What unsettled him was the silence that followed the memory of those kids.As if something beneath Rivira had started to tighten.

As if the very air was holding its breath.

Something was about to break.

And Kael, without knowing why, understood that this time...he wouldn't be able to stand aside.

Scene Change: Beneath Rivira

The stone walls oozed moisture. The chamber was narrow, cracked by time and the Dungeon's tremors, yet shielded from the noise above. Here, only the drip of water dared break the silence.

Ikelos paced with his hands behind his back. His robe—immaculate despite the filth—seemed detached from the world around him. He wore a smile with that calm that always hinted at the inhuman.

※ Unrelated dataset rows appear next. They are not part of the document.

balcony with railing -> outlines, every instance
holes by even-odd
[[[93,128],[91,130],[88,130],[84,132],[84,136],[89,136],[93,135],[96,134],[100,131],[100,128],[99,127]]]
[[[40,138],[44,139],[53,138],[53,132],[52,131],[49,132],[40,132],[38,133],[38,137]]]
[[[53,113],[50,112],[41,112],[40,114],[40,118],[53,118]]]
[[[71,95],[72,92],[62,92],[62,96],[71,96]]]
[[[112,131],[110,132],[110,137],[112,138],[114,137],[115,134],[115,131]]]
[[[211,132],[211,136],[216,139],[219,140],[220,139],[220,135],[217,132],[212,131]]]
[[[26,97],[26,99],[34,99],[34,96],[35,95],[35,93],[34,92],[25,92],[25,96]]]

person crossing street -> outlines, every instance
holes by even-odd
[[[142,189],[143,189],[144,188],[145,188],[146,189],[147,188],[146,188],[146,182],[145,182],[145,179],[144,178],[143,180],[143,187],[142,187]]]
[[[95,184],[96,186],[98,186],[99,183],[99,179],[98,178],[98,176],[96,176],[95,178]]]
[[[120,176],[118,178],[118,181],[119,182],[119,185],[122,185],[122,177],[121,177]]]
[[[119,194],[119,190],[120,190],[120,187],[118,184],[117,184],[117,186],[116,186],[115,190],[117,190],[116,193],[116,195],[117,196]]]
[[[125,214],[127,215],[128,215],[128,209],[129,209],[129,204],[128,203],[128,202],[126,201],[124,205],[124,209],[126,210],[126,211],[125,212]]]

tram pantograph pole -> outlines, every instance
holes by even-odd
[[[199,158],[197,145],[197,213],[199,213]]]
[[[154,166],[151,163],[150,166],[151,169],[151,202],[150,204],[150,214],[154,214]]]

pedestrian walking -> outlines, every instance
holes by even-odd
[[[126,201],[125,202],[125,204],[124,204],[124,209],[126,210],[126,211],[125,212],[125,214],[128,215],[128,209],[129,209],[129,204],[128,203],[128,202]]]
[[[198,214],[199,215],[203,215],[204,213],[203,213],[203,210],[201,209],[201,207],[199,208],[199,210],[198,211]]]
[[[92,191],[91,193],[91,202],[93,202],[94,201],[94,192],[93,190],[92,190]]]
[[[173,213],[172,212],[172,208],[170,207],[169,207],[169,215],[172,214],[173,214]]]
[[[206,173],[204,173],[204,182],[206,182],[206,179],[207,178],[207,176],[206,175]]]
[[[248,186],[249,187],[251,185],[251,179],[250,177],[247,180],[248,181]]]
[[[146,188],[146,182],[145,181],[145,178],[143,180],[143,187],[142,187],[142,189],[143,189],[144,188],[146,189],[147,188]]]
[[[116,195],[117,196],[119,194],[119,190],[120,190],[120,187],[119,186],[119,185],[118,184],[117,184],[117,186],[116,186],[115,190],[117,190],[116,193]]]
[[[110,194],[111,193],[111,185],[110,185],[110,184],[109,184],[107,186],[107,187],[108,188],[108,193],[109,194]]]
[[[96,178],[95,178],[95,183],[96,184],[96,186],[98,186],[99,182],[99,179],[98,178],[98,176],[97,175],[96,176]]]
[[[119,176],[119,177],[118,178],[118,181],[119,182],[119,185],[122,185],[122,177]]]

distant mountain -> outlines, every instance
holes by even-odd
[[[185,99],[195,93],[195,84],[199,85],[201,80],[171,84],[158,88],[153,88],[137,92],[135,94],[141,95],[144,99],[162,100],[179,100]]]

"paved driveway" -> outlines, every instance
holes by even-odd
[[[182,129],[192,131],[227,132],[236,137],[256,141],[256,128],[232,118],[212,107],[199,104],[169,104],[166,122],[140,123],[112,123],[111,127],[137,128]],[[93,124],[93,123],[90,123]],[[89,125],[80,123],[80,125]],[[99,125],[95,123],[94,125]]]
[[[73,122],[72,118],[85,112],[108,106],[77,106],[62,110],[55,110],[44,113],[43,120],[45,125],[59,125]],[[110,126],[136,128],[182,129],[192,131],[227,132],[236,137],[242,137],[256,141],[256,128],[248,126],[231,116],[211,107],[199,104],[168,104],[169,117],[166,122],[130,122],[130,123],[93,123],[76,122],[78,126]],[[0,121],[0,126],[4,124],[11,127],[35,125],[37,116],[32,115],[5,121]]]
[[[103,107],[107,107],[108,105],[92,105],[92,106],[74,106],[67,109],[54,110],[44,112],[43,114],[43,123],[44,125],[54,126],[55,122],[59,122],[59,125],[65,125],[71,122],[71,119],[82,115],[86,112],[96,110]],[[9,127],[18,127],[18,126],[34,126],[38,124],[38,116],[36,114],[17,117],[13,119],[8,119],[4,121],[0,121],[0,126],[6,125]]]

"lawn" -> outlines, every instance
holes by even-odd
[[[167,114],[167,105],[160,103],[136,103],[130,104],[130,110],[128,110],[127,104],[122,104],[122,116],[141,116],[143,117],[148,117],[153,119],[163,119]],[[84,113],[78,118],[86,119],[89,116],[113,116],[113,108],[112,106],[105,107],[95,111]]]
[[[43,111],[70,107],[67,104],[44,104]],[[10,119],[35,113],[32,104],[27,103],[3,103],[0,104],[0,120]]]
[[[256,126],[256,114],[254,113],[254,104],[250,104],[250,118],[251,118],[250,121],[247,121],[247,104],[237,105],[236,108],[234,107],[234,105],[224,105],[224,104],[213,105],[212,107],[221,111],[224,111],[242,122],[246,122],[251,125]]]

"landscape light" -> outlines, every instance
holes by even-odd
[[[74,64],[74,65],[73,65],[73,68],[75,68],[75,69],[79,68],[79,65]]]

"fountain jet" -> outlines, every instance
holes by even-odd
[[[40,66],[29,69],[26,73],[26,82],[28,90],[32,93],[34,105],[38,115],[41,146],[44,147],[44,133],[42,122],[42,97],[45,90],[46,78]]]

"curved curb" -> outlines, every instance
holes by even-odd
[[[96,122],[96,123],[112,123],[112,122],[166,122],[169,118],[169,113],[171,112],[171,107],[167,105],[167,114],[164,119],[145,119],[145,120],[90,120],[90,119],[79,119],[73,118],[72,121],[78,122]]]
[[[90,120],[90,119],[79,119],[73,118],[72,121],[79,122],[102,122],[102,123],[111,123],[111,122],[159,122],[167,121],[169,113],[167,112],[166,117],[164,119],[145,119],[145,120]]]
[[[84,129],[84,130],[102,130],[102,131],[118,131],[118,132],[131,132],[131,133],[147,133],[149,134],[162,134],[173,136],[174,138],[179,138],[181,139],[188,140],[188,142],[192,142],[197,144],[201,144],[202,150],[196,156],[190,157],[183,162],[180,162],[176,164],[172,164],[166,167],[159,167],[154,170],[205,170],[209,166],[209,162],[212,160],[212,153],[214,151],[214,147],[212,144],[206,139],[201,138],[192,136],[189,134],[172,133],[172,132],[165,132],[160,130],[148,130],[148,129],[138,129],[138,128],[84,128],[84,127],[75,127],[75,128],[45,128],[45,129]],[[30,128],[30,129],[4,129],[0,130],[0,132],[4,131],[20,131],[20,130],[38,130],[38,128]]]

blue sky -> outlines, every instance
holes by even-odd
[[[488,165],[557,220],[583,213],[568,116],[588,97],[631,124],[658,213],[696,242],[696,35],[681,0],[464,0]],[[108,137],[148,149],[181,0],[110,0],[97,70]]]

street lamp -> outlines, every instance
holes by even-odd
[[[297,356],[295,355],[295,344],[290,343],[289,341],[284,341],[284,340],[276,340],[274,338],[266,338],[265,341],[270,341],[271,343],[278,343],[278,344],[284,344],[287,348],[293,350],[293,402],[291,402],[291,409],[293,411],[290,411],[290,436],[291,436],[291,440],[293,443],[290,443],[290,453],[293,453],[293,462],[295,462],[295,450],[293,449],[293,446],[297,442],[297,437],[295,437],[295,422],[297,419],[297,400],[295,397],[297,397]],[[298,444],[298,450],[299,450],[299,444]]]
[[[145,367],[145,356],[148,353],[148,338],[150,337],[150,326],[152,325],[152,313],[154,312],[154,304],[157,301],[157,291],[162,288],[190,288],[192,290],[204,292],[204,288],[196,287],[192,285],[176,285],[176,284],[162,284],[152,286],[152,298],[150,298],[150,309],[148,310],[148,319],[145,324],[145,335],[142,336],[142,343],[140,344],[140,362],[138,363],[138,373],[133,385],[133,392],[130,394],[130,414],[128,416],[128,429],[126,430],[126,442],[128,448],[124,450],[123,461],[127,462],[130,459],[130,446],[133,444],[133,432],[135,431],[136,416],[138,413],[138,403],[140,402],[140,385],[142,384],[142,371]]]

—"Is everything ready?" —he asked, without looking behind.

Dix, leaning against a fractured column, nodded slowly. His eyes—sunken and red from sleepless nights—did not blink. His voice was rough.

—"Ready. Took longer than we thought. Damn elf stayed longer than expected."

—"Riveria Ljos Alf…" —Ikelos murmured, with an almost amused grimace— "What a troublesome obstacle. And right now, bringing those... pups. Lefiya and her squad of novices."

—"That's why we had to scatter the bombs in multiple locations. False signals, mana flashes, a few simulated fissures in the lower floors. They'll make noise. Enough to draw her attention. To split them up."

Dix pulled out a small communication crystal, spinning it in his hand. He didn't activate it yet.

—"Once the distraction starts, we'll herd them toward Sector 18. We've already secured the route. That's where we think the creature usually hides."

—"'Creature'?" —Ikelos repeated, glancing at him— "You seem to enjoy calling it that. Don't forget that if I'm right… that thing was once human. Something changed it. And I want to know what."

Dix clicked his tongue.

—"Whatever it is, it's not normal. Doesn't follow any monster pattern, nor any adventurer's. Vanishes as fast as if it were part of the Dungeon itself. And the aura it leaves behind..."

He stopped. Not out of fear.But because even he, who had seen the impossible, didn't know how to put it into words.

Ikelos, on the other hand, smiled like he already knew the answer.

—"Phenomenon. That's what we'll call it, until we have something better. And this time..." —he looked toward a dark opening in the rock, where a heavy wind blew like an ancient breath— "this time, it won't escape us."

Dix activated the crystal.

A pale light ran through the tunnels. In the distance, the first tremors began.

The trap had been sprung.

Above, the chaos would soon follow.

And while all eyes turned elsewhere...they would go straight to the heart of the mystery.